[Lustre-discuss] OST I/O problems

Heiko Schröter

unread,

Dec 4, 2009, 11:59:33 AM12/4/09

to lustre-...@lists.lustre.org, sysa...@iup.physik.uni-bremen.de

Hello,

we do see those messages (see below) on our OSTs when under heavy _read_ load (or when 60+ Jobs are trying to read data at approx the same time).
The OSTs freezes and even console output is down to a few bytes the minute.
After some time the OSTs do revocer.

How to interpret those messages to get a clue where to look further ?

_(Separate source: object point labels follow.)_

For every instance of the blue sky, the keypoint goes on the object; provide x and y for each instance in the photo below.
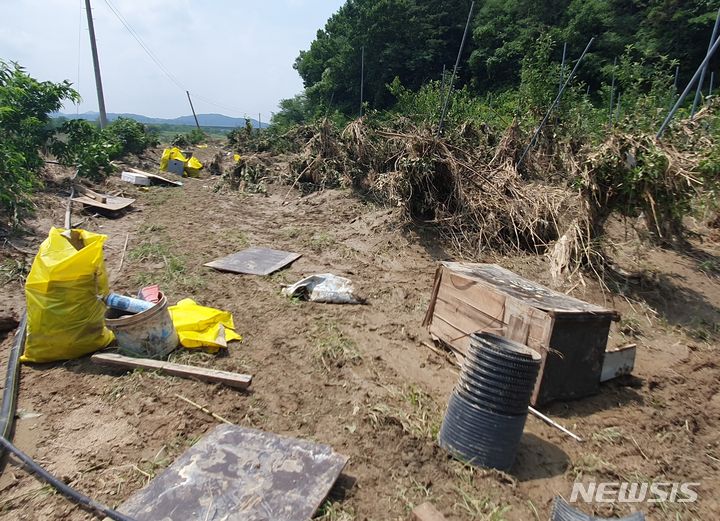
(235, 57)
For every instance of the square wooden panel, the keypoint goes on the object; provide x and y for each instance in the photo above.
(240, 474)
(255, 261)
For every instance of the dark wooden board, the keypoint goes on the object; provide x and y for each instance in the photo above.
(240, 474)
(239, 381)
(529, 292)
(254, 261)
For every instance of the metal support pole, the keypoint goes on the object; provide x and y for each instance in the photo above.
(702, 76)
(712, 83)
(96, 66)
(362, 77)
(562, 66)
(452, 78)
(193, 109)
(557, 100)
(689, 87)
(612, 92)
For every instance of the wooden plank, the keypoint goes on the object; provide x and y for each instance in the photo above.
(487, 299)
(517, 329)
(157, 177)
(618, 362)
(436, 287)
(427, 512)
(463, 316)
(239, 474)
(105, 202)
(7, 323)
(254, 261)
(240, 381)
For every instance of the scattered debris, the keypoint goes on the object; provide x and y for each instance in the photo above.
(255, 261)
(571, 335)
(149, 333)
(618, 362)
(7, 323)
(488, 407)
(173, 160)
(102, 201)
(201, 326)
(239, 381)
(426, 512)
(564, 512)
(150, 293)
(152, 178)
(135, 178)
(324, 287)
(204, 409)
(553, 423)
(235, 473)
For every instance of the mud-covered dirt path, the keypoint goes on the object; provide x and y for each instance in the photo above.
(358, 377)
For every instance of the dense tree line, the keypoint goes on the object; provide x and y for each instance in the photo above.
(414, 39)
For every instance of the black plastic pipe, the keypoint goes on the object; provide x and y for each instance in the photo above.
(9, 401)
(7, 417)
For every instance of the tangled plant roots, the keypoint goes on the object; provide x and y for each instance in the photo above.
(468, 185)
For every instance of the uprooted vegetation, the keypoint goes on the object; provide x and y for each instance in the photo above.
(468, 183)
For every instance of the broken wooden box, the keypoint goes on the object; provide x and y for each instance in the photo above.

1) Is the underlying Raid to slow to handle the amount of requests ?
1a) Is the MDS to slow to follow ?
2) Is it related to network issues (network too slow, too busy ??) ?
3) Would this be cured by upgrading to 1.8.x ?

Status -5 looks to us like I/O errors.
~ # grep '5' /usr/include/*/*errno*
/usr/include/asm-generic/errno-base.h:#define EIO 5 /* I/O error */

But together with the 3ware support we are pretty sure to have replaced all snipish disks and data transfer looks ok when not used by lustre (i.e. verifying up to 30-90MB/s/disk throughput).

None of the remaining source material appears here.